Session 60Poster Presentations Primary HIV/SIV Infection Session Day and Time: Tuesday 1:30 - 3:30 pm Room: Hall A
506 Pre-Exisiting HIV-specific CD8+ CTL Fail to Prevent HIV Infection in an HIV Sero-discordant Couple S. Fidler*1, S. Pinheiro2, C. Nicholson1, T. Dong2, H-T. Zhang3, J. Clarke1, R. Phillips3, S. Rowland-Jones2, J. Weber1 1Imperial Coll, London, UK; 2Inst of Molecular Med, Oxford, UK; and 3Dunn Sch, Univ of Oxford, UK
Background: Despite repeated exposure to HIV-1, rare subjects persistently fail to become infected. Resistance to HIV maybe associated with HIV-specific CD8+ cytotoxic lymphocyte (CTL) responses. Therefore, HIV vaccine development has aimed at generating high frequency HIV-specific CD8+ CTLs.

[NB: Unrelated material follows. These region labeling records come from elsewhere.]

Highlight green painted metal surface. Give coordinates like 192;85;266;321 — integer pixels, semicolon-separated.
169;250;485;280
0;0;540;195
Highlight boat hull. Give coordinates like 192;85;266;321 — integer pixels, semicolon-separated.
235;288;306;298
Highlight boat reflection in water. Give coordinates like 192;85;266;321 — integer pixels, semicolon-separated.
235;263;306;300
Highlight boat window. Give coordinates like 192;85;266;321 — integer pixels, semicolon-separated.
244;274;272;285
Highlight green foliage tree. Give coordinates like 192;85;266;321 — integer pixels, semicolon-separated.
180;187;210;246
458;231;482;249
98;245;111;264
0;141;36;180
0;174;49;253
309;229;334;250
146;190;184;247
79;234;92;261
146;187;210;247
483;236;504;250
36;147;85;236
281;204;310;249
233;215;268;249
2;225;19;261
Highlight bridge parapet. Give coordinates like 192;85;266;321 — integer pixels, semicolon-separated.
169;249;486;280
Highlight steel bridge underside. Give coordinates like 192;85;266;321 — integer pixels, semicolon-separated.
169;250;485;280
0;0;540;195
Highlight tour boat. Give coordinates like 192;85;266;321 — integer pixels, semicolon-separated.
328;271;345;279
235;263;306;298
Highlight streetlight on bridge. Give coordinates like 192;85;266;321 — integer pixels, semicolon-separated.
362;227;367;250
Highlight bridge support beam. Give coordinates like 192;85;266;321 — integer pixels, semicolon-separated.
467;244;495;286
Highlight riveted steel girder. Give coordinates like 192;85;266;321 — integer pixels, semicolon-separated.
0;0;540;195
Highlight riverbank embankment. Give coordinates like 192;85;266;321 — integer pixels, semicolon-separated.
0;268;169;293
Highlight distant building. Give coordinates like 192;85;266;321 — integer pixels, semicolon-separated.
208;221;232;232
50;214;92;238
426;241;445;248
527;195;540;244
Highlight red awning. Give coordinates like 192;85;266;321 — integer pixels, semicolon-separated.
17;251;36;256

Study Design: Longitudinal prospective cohort study
Methods: Twenty (20) HIV serodiscordant couples were recruited over 3 yrs. Entry criteria included a clear history of sexual exposure to their HIV+ partner, although continued exposure was strongly discouraged. Couples were in (> 3 years) monogamous relationships, sequential sampling was taken from both participants. The highly-exposed persistently seronegative (HEPS) partner was tested on each time point for HIV antibody, RNA by bDNA and by DNA PCR. HIV-specific CD8+ CTL, and CD4+ T-helper responses were elicited using interferon gamma production in ELISpot assays to optimal HIV-derived peptides, in addition to tetramer and intracellular cytokine staining assays. HIV isolated from the HIV+ partner at each time point was sequenced across RT, protease, and gag, characterized for chemokine receptor usage, TCID50, and growth kinetics in the HIV- partners' PBMC compared with unexposed controls. HLA-typing and chemokine polymorphism genotyping was performed.
Results: We demonstrate high frequencies of HIV-specific CTL responses in all HEPS donors on at least one time point. For the one HEPS subject who became infected, repeated exposure to the same virus source resulted in established infection, despite the presence of detectable CD8+ CTL directed against epitopes in gag and nef. This couple shared the B8 HLA genotype. Neither expressed chemokine polymorphisms associated with resistance to infection or delayed disease progression. There was no evidence of transmitted viral immune escape. Sequencing in gag and nef revealed no significant mutations between the donor and recipient sequences, but confirmed the source of viral infection. Seroconversion illness was symptomatic and subsequent disease course for the recipient was rapidly progressing.
Conclusions: All HEPS studied showed evidence of HIV-specific CD8+ CTL at one or more time points. In one case, pre-existing HIV-specific CD8+ CTL directed against 2 epitopes in gag and nef failed to protect against transmission following repeated viral exposure. There was no evidence of transmitted viral immune escape.